W tym celu przygotowaliśmy projekt nowelizacji małego trójpaku, aby cena, po jakiej nadwyżka energii ma być sprzedawana do sieci, wynosiła nie 80% ceny z roku poprzedniego, a 100% – powiedział były wiceminister gospodarki i poseł na Sejm RP Mieczysław Kasprzak podczas Polskiego Kongresu Energii Odnawialnej, który odbył się w Lublinie 12 maja.
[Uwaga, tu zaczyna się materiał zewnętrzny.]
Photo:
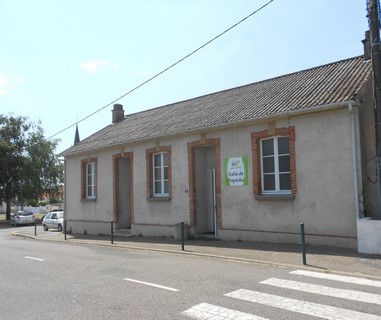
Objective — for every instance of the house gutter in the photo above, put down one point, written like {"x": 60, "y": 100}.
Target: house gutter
{"x": 354, "y": 160}
{"x": 270, "y": 117}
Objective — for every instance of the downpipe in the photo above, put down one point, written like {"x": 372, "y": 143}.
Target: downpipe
{"x": 354, "y": 160}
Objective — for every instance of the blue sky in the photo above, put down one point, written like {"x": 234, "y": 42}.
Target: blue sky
{"x": 62, "y": 60}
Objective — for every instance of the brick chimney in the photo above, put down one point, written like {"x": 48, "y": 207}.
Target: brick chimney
{"x": 117, "y": 113}
{"x": 366, "y": 43}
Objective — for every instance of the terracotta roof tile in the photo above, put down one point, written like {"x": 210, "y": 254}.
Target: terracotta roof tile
{"x": 323, "y": 85}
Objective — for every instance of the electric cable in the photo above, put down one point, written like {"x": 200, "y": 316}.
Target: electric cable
{"x": 163, "y": 71}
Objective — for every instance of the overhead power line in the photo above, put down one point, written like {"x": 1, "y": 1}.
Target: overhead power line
{"x": 163, "y": 71}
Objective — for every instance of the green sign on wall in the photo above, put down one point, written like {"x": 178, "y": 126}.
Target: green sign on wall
{"x": 236, "y": 171}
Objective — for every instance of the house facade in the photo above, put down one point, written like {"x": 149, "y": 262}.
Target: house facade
{"x": 250, "y": 163}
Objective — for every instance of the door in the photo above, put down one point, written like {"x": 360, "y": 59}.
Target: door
{"x": 124, "y": 193}
{"x": 205, "y": 200}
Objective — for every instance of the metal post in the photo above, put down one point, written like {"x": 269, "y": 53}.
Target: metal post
{"x": 303, "y": 243}
{"x": 112, "y": 232}
{"x": 65, "y": 228}
{"x": 182, "y": 235}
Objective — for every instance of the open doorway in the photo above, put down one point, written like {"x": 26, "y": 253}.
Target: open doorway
{"x": 123, "y": 191}
{"x": 204, "y": 186}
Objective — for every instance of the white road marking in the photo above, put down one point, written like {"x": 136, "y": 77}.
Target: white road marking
{"x": 300, "y": 306}
{"x": 206, "y": 311}
{"x": 151, "y": 284}
{"x": 333, "y": 277}
{"x": 33, "y": 258}
{"x": 323, "y": 290}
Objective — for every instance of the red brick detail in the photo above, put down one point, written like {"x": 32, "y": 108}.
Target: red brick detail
{"x": 149, "y": 175}
{"x": 83, "y": 176}
{"x": 192, "y": 179}
{"x": 255, "y": 142}
{"x": 115, "y": 159}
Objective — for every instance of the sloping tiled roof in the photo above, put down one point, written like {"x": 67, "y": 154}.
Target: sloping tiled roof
{"x": 303, "y": 90}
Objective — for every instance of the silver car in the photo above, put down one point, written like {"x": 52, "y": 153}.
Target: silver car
{"x": 53, "y": 220}
{"x": 22, "y": 217}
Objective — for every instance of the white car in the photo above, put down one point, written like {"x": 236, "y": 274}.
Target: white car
{"x": 22, "y": 217}
{"x": 53, "y": 220}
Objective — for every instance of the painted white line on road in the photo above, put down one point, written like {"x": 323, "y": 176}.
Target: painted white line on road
{"x": 206, "y": 311}
{"x": 300, "y": 306}
{"x": 325, "y": 291}
{"x": 33, "y": 258}
{"x": 151, "y": 284}
{"x": 333, "y": 277}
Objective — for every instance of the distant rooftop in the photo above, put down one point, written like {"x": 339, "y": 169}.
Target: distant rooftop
{"x": 323, "y": 85}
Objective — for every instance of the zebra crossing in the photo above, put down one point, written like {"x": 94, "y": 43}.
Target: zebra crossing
{"x": 206, "y": 311}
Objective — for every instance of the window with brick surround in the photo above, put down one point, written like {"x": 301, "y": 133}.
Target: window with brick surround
{"x": 89, "y": 179}
{"x": 159, "y": 173}
{"x": 275, "y": 165}
{"x": 274, "y": 162}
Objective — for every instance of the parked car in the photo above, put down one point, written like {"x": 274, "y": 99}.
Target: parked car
{"x": 53, "y": 220}
{"x": 22, "y": 217}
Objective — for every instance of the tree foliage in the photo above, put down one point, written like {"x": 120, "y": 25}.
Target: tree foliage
{"x": 29, "y": 167}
Poseł Mieczysław Kasprzak dodał, że trzeba stawiać na OZE, bo to nasza przyszłość, dlatego z przykrością odbiera fakt, że nadal nie została uchwalona ustawa o OZE. W konferencji wziął udział prezes Fundacji Polski Kongres Gospodarczy oraz poseł Waldemar Pawlak. – Jeżeli niektórzy politycy straszą energią odnawialną, czyli naszą własną polską energią i blokują jej rozwój w Polsce lokalnej, to oznacza, że są sympatykami kosztownego importu paliw z zagranicy. Tym politykom trzeba powiedzieć, że nie mogą nas zamykać w pierwotnych jaskiniach i mówić, że tylko tam będzie bezpiecznie – powiedział Waldemar Pawlak.
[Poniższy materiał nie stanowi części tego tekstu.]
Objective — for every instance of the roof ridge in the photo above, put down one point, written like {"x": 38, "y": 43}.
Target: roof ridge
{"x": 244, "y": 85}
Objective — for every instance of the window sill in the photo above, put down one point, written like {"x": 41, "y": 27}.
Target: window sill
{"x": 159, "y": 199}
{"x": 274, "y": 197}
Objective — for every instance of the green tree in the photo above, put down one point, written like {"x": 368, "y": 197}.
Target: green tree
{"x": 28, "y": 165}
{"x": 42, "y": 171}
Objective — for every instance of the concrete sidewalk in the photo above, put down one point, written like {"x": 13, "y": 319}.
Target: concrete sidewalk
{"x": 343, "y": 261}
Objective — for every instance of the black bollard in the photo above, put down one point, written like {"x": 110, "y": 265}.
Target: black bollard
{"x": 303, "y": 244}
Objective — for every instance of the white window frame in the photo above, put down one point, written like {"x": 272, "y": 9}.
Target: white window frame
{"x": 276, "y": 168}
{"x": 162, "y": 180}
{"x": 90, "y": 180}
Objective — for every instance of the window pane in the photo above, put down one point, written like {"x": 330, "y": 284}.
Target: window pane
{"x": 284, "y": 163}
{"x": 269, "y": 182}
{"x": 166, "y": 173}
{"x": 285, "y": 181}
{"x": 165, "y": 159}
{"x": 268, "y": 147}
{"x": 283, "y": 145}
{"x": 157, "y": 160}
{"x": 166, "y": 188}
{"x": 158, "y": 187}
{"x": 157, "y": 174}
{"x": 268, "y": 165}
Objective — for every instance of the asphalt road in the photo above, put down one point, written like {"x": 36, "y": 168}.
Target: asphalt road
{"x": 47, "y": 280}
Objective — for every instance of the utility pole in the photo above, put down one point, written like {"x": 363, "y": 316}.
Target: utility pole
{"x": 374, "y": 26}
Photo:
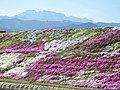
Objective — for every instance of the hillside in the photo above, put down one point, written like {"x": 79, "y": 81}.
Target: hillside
{"x": 86, "y": 58}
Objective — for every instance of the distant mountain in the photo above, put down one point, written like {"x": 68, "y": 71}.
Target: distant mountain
{"x": 102, "y": 24}
{"x": 46, "y": 16}
{"x": 17, "y": 24}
Obecny na konferencji polityk odniósł się do obaw w temacie oddziaływania OZE. - W Niemczech zostało wręcz naukowo udowodnione, że wiatraki nie szkodzą ludziom, skoro zainstalowano tam ok. 35 000 MW tej technologii i nikt z tego powodu nie choruje. Wszystkim, którzy się obawiają trzeba bardzo obrazowo tłumaczyć i wyjaśniać jak jest naprawdę. A firmy muszą nie tylko wspierać właścicieli działek, na których stoi instalacja, ale też ich sąsiadów, gdyż często zazdrość jest motywacją do protestów – przekonywał były premier i minister gospodarki.